Monday, January 8, 2024

A Dialogue on the Meaning of Life: Is it Increasing Technological Prowess?

What exactly is a man to live for? Consider the first possibility: technological improvement. Kevin is an engineer who firmly believes that the meaning of life is to increase one's and one's society's technological prowess. Sean is a lone, wayfaring stranger who annoys people to no end in asking them about their worldview as they sit down to drink their overpriced cappuccinos at Starbucks. And yet, people can't seem to get enough of his zeal for conversation. 

Sean saw Kevin rapidly tapping away at his computer and came over to introduce himself. After exchanging pleasantries, Sean popped the big question, "What, sir, is the meaning of life?". Kevin responded as follows. 

Kevin: Man is to live for technological improvement. Technology is the sum total of the processes, sciences, and mechanics by which we can harness the powers inherent in nature to better serve the ends of mankind. If technological improvement is to be man's ultimate end, then it follows that man's life should be ordered towards improving the technological prowess of mankind, the technological prowess of his society, the technological prowess of his family, and his personal allotment of technological prowess. 

Sean: While certainly a powerful driver of human action, choosing technological improvement as the purpose of life simply pushes the original question back a question. Technology is only the means to an end; man can use technology for good or for evil. Therefore, without solidifying what is good and what is evil, technological improvement, of its own accord, does not give us a meaning of life, since it can only be used as a means by which to attain the end of life. 

Kevin: Yes, it is true that technology is a means to an end, and thus cannot be considered the end of life in and of itself. However, is it really intelligible to speak of good and evil as existing, as objective entities in the world which we can know? Rather than "good" and "evil", which are old-fashioned terms which we sophisticated modern people no longer use, why not use "pleasure" and "pain"? Thus, the end of life could then be stated as acquiring pleasure. Since, in man's primeval condition, man is very often in pain, it stands to reason that the process that brings man away from his primeval condition – that is, technology – is what man must improve. In other words, man must pursue technological improvement so that he can decrease the probability of pain and increase the probability of pleasure. 

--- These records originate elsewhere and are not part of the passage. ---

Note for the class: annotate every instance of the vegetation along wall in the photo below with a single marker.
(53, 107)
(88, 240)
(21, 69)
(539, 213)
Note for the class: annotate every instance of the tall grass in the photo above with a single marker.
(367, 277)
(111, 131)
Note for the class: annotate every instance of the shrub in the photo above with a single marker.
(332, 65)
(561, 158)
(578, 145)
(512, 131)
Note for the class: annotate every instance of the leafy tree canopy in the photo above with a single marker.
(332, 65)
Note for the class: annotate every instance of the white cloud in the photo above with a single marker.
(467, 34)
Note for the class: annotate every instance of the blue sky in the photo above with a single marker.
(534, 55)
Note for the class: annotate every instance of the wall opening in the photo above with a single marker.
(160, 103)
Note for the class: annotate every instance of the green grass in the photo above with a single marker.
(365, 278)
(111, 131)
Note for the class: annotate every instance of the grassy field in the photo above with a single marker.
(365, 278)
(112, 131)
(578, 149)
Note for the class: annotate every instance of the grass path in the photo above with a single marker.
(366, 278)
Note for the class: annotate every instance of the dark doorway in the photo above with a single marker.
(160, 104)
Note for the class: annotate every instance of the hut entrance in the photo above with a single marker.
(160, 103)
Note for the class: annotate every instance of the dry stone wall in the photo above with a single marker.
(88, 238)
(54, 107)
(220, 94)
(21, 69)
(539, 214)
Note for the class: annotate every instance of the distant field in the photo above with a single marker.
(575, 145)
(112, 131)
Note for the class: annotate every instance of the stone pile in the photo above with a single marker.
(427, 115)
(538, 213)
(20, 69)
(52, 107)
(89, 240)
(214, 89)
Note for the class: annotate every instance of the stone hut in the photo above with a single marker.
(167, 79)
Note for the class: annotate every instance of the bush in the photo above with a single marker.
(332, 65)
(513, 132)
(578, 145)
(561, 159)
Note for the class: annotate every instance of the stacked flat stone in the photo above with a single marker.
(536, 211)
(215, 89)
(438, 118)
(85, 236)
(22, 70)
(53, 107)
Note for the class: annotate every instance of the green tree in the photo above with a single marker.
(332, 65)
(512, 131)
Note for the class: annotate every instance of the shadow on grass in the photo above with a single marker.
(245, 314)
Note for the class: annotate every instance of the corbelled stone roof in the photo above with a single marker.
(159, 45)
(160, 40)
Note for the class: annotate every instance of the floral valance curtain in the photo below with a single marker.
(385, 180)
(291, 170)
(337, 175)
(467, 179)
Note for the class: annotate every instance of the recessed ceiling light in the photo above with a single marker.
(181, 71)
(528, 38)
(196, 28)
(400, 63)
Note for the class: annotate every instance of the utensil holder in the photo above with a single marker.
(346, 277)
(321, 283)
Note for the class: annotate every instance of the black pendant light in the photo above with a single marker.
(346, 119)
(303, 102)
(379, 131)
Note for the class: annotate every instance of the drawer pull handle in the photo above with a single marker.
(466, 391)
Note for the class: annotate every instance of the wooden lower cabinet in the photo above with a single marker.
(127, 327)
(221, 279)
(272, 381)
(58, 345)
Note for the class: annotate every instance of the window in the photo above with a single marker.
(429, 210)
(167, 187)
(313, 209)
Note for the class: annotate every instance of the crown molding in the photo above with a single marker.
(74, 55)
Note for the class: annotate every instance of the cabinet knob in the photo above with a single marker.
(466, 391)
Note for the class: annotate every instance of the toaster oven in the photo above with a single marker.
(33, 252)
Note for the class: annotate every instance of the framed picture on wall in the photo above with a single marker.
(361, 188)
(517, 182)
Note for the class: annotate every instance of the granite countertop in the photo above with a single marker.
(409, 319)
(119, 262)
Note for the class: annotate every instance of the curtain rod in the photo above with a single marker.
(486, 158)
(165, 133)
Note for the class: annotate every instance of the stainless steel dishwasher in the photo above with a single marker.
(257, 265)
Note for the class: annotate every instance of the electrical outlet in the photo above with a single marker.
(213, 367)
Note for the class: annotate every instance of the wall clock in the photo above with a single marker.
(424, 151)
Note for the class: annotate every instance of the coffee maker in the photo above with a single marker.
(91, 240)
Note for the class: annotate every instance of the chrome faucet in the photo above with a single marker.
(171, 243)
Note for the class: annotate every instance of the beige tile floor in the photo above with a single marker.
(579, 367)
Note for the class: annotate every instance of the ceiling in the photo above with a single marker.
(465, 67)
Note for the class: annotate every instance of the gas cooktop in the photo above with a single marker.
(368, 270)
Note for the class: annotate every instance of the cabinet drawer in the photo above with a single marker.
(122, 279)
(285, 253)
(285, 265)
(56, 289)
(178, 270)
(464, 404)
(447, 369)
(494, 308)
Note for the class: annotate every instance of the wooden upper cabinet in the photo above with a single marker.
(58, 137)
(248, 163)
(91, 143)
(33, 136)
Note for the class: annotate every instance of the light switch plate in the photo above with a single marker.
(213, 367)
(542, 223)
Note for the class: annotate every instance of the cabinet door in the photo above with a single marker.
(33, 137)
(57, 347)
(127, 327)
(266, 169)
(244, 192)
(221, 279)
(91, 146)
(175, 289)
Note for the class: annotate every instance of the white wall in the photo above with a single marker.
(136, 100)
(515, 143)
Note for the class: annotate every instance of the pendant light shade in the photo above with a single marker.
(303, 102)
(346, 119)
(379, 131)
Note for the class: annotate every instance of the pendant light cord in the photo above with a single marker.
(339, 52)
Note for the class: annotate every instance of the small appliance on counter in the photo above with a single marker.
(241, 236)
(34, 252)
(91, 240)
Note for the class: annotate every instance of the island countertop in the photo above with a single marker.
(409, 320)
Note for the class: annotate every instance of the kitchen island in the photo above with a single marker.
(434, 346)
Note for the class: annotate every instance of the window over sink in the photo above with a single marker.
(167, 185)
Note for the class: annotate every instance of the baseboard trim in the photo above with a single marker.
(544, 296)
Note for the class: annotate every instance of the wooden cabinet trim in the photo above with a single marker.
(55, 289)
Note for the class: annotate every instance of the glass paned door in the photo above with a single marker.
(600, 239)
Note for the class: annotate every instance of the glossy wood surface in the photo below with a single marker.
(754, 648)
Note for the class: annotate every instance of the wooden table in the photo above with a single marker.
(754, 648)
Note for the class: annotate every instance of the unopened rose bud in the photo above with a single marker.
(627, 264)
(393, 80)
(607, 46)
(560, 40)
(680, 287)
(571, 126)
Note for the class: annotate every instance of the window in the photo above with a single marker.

Sean: Sir, I must say, I don't understand why we should discard the concepts of objective good and objective evil simply because they were used in the past. Anyways, this is an interesting conversation, so for its sake, I'll grant your wish: we shall replace objective good and objective evil with pain and pleasure. Now, is pain and pleasure also objective, or are they subjective? 

Kevin: My girlfriend is a doctor. She tells me that we have neural circuits which make us feel pain and neural circuits which make us feel pleasure. Therefore, since neural circuits are empirically verifiable, pain and pleasure are empirically verifiable. Empirically verifiable entities are objective entities. Therefore, pain and pleasure are objective entities. 

Sean: Sir, that's an airtight syllogism, but there seems to be a problem. 

Kevin: What is that?

Sean: Pain and pleasure are states of something, correct? Meaning, that pain is not something such as, say, color. Whereas you and I can both look at a basketball and see that it is orange, you and I cannot look, touch, feel, taste, or smell pain. Pain isn't something that any of our five senses can interact with, but rather seems to be entirely dependent on the subject.